Chapter 15: Leadership in public sector organizations

Journal Article 15.1: Grint, K. and Holt, C. (2011) ‘Leading questions: if ‘Total Place’, ‘Big Society’ and local leadership are the answers: What’s the question?’, Leadership, 7(1): 85–98.

Description: This paper concerns the apparent decentralization of decision-making in the United Kingdom that has accompanied the new coalition government. In particular, the rise of Prime Minister Cameron’s public services initiative: ‘Big Society’, and one of its antecedents, ‘Total Place’. While these remain sites of political contest, they provide an opportunity for rethinking why the leadership of change might be linked to a change of leadership. In effect, if these approaches are the answer to the problem of providing public services in an age of austerity, then the author suggests, we need to start the analysis by asking what the questions to these answers are.

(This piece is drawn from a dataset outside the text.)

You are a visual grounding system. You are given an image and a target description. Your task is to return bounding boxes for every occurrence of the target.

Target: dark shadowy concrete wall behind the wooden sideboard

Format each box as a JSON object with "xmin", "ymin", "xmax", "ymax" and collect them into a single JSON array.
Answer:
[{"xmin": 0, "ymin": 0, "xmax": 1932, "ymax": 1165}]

Journal Article 15.2: Grint, K. (2014) ‘The hedgehog and the fox: leadership lessons from D-Day’ Leadership, 10(2): 240–260.

Description: This article looks at a contest between two different approaches to war that embody different assumptions about the importance of leadership, management and command. Taking Archilocus’ phrase – ‘The fox knows many things, but the hedgehog knows one big thing’ – it is suggested that the success of the Allies on D-Day was dependent upon their greater attention to all three decision modes and their related problems than their German foes, whose penchant for the Cult of Combat led them to be more effective in battle but less effective in the pursuit of war. This is related to the difference between Tame, Wicked and Critical problems.


Journal Article 15.3: Levy, R. (2010) ‘New public management: end of an Era?’, Public Policy and Administration, 25(2): 234–240

Description: For the past 20 years, the New Public Management (NPM) has been the dominant paradigm in public administration theory and practice. Given its affinity with markets and private sector management, NPM is arguably as much a casualty of the global economic crisis as are the markets and market mechanisms which underpin it. In this context, this article explores the impact of the crisis on the current and future development of public administration practice. Starting from some stocktaking analyses written immediately prior to the downturn, four possible scenarios are suggested for public management practice in the United Kingdom and elsewhere.